A major flaw in your argument here: Uranium isn't very radioactive. Fuel pellets for nuclear reactors, that have not yet been used, you can handle with your hands without much in the way of problems (heavy metal poisoning, like with a block of lead, would be far more significant than any radiation here). On the other hand, once they've been through a reactor, you don't want to be anywhere near them.

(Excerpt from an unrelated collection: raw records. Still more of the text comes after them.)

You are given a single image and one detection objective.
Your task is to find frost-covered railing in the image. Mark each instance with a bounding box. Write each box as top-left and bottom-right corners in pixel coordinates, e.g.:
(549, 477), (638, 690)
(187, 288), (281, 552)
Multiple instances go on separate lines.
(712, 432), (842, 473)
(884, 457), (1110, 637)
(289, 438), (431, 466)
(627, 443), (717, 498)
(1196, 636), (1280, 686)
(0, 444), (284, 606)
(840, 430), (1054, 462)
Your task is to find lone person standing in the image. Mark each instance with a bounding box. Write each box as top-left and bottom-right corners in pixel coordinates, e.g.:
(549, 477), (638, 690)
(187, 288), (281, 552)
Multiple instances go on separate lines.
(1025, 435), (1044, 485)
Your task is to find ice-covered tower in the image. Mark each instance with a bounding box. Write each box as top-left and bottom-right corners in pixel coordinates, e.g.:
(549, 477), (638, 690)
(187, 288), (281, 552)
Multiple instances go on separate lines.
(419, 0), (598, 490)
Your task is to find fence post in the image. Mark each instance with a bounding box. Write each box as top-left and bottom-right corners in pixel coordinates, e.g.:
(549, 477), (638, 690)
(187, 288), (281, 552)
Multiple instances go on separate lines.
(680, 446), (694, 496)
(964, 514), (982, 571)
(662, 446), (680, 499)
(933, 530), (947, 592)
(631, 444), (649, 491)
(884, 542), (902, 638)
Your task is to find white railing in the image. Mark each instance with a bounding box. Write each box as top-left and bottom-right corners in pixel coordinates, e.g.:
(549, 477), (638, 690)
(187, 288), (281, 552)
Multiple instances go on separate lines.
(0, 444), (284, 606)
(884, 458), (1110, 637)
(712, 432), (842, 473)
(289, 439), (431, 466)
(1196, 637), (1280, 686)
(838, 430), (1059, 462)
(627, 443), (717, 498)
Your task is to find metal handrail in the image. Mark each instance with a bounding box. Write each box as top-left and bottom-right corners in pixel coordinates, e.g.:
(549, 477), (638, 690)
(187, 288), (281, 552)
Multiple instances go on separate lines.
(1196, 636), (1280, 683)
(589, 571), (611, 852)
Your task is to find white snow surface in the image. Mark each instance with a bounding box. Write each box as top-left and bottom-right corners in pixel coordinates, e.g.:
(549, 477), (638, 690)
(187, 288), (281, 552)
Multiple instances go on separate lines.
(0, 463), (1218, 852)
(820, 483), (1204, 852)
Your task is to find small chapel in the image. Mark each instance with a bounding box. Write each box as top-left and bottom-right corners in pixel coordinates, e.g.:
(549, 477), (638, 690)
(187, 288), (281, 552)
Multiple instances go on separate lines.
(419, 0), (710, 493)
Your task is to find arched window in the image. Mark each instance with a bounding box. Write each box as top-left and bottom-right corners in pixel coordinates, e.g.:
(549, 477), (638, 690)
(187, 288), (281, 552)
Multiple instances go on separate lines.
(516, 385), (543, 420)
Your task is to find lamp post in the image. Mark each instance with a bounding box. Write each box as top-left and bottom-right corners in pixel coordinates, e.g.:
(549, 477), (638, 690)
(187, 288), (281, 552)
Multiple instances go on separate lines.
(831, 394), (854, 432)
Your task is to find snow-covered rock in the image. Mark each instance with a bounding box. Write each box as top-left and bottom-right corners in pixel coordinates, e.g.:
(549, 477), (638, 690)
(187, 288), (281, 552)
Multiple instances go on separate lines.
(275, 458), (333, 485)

The major source of radioactivity comes from the fission products. Heavy atoms need to be more neutron-rich to be stable, and lighter atoms are stable with a more even ratio of protons and neutrons. So when you split a heavy atom, you generally end up with a couple of lighter atoms which are far too neutron-rich to be stable, and which fairly rapidly decay into other things, producing and radiating away energy in the process (i.e. radiation).
That's where all of the lasting radioactivity comes from, after the reactor has been turned off. Uranium has far too long a half-life, billions of years, or hundreds of millions of years, for the main couple of isotopes, to have much effect on the amount of radioactivity. (generally, the longer the half-life, the less radiation, since a long half-life means less decay events per period of time. The candle that burns half as long burns twice as bright, or something like that. Isotopes that decay over a period of years for example, would produce approximately 8-9 orders of magnitude more radiation.)